Les tensions continues qui agitent les sociétés occidentales semblent imparables en raison des guerres et du terrorisme qui ont un impact direct et indirect par des attentats ou des migrations, des crises financières et économiques et, enfin et surtout, des pandémies qui attaquent tout le système. Et pourtant, encore une fois, il semble témoigner d'une attitude qui est à l'opposé de ce qu'ils ont voulu indiquer Brandt, Kishmore ou Stiglitz. Les plus forts ou les moins touchés qui ont du mal à rencontrer les moins forts ou les plus touchés.

Qu'il suffise de mentionner, à titre d'exemple, ce qui se passe en Europe à l'idée de mettre en place un Fonds de relance qui devrait aider les nations les plus touchées par le Covid-19 à sortir de la crise. Des pays comme l'Autriche et les Pays-Bas ont immédiatement manifesté leur opposition à toute forme de partage de la dette, alors que une telle perspective serait bien accueillie par les pays les plus touchés, comme l'Italie et l'Espagne. La France et l'Allemagne, en revanche, ont présenté une proposition de subventions non remboursables.
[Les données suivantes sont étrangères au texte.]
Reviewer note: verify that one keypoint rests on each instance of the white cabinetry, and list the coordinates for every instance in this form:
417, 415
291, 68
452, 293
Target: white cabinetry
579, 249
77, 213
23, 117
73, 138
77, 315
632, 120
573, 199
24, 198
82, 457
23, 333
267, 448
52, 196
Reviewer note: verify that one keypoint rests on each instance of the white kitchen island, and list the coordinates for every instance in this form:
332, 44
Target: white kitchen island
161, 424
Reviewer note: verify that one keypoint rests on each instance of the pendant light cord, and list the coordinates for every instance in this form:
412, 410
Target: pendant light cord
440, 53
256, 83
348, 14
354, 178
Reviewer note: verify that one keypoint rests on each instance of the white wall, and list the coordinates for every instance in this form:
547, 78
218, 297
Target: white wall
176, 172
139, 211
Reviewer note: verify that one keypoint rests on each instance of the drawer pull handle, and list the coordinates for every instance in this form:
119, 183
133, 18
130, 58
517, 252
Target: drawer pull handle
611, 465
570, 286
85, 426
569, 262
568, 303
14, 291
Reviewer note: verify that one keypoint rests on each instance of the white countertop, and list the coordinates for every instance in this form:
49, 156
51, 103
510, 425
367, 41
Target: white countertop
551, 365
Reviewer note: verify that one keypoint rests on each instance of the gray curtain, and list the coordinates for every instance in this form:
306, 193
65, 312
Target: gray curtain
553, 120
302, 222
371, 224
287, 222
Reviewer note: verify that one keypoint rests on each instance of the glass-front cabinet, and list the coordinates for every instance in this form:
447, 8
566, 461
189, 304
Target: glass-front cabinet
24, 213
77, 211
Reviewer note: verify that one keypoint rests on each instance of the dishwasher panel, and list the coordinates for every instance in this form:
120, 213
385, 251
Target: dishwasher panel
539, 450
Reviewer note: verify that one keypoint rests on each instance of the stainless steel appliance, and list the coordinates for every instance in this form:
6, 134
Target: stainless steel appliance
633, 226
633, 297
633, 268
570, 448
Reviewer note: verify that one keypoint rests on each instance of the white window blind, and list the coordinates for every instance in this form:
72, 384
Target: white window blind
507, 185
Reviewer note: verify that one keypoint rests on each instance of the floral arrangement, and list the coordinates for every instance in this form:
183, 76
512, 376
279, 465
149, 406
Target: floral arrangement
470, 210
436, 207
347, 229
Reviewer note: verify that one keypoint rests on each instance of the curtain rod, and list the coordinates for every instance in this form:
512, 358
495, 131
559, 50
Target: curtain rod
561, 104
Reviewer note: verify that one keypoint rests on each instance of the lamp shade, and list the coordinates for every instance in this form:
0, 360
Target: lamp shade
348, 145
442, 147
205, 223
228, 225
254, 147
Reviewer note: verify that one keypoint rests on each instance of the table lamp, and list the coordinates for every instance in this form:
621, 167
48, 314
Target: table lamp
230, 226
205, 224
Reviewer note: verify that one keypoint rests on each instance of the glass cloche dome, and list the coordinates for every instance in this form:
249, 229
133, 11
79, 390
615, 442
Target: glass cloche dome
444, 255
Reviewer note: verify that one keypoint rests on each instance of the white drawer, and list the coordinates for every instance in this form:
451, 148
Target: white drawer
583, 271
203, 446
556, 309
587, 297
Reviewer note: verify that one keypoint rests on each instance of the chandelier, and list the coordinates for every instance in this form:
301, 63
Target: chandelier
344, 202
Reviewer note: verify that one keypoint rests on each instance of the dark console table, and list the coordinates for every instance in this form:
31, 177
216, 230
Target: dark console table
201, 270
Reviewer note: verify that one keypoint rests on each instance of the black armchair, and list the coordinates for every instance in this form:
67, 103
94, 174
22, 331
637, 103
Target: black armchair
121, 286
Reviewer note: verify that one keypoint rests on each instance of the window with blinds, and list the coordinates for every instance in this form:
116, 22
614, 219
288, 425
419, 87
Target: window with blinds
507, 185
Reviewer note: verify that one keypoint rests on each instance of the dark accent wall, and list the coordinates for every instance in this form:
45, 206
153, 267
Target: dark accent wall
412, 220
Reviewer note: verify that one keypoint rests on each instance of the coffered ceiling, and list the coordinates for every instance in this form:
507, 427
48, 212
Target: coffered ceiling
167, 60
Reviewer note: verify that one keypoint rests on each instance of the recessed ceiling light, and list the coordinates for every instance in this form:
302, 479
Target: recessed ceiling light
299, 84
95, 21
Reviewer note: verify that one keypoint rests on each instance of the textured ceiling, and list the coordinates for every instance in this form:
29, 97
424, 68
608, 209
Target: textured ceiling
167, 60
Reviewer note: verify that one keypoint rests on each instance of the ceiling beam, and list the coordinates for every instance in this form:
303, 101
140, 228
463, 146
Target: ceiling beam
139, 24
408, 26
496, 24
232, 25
Cette dernière position en particulier a également été soutenue par le prix Nobel d'économie 2001 ainsi que par le professeur de l'université de Columbia, Joseph Stglitz, qui a publiquement déclaré qu'il trouvait inquiétant qu'il y ait encore des pays en Europe qui veulent imposer des conditions à l'aide, préférant débourser des prêts plutôt que de penser en termes de transferts ou en tout cas d'aides autres et différentes.

Brandt lui-même dans le rapport de 1980 soulignait à quel point le simple octroi de prêts pour le développement elle ne ferait qu'alourdir la charge de la dette des pays du tiers monde, si elle sert à créer des industries sans en assurer en même temps les moyens de remboursement.

Pour la plupart, c'est exactement ce qui s'est passé. Une nouvelle augmentation de la dette n'est certainement pas souhaitable, et pas seulement pour les pays dits du tiers monde. En général pour tous les pays du sud, y compris l'Europe.

Bibliographie de recherche

Fernando D'Aniello, Domenico Romano, Jacopo Perazzoli (eds.), Pour un modèle de développement alternatif. Quarante ans après le Rapport Brandt, Milan, Fondation Giangiacomo Feltrinelli, 2019.